A month on and we still have 11 chickens so all three mothers have done well. Being an old hand at parenting Granny Chook has abandoned her brood already so the oldest teenagers now have to fend for themselves. They’re all proving to be skittish, but the rather daffy, and the only brownish-coloured one in the trio is the silliest, and barely has the courage to join the others at breakfast time, or any other time when food is scattered their way.
The younger teenage trio are a bit braver, but they are also having to learn to be independent of mum, who has recently started to take less notice of them, leaving them to fend for themselves for much of the day. They seem to be taking growing up in their stride though, and unlike their older cousins certainly aren’t proving backwards in coming forwards when wheat, bread or veggie scraps are on offer.
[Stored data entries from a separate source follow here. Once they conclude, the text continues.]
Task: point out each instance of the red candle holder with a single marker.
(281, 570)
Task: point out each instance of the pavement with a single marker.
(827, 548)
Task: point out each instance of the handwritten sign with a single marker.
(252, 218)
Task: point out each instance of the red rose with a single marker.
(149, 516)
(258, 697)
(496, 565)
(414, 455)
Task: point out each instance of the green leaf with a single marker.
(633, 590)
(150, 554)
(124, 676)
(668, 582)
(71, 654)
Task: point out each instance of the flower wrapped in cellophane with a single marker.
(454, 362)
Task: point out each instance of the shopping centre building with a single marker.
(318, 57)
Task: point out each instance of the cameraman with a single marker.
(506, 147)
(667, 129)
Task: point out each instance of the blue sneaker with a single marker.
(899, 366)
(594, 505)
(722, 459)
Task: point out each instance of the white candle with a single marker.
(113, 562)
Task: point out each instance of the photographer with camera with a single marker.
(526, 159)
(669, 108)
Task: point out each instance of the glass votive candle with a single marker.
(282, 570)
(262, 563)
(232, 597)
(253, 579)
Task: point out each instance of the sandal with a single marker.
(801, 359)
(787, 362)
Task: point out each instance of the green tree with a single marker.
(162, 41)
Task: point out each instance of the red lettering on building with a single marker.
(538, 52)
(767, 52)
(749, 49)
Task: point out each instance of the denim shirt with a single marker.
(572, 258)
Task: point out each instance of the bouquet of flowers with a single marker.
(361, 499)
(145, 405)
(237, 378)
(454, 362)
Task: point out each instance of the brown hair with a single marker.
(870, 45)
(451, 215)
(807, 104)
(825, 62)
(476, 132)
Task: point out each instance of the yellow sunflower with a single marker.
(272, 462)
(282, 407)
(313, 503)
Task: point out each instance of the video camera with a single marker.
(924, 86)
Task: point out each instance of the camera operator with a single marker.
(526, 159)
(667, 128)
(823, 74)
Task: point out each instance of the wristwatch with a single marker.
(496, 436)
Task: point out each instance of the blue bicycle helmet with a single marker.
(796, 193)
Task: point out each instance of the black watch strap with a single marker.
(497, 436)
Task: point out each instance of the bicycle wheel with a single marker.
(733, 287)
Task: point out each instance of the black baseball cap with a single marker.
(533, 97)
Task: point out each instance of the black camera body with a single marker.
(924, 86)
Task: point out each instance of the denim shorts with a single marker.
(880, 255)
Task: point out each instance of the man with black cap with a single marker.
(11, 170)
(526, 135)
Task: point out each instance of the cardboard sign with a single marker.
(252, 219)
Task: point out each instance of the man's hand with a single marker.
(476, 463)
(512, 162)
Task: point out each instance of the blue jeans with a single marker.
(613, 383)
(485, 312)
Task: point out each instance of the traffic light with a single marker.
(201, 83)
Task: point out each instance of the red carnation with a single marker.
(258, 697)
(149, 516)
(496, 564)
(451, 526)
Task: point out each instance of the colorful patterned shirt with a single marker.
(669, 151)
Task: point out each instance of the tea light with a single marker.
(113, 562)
As for the ring-in, the pretty black and speckled grey chook with a very pert tail, who was abandoned at a nearby rental property and is still very flighty, well she’s managed to keep five out of the six chicks that hatched, but my goodness has she proved to be an over-protective mum. She’s improving slowly, but for the first few weeks she kept them so close and hidden, we doubted any would survive. Death from starvation was the likely outcome as we had endless trouble on a daily basis finding her little family among the long grass and shrubs, and she was – and remains – so quiet we could never hear them cheeping, or her clucking, such was her apparent terror of anything or anyone considered a threat.
Thankfully in the last week she’s relaxed her attitude, and now joins the early morning breakfast scrum, and appears to be a bit more sociable throughout the day. Just what psychological damage she might have imparted to her chicks as a result of her bizarre isolationist stand remains to be seen though!
Whether any of these chicks are males, and therefore unlikely to survive long-term, is still unclear, but hopefully their gender will soon be identifiable and most will prove female and thus able to enjoy long and productive egg-laying lives – if not with us then with some of our friends who’ve already put up their hands to give some chickens a home.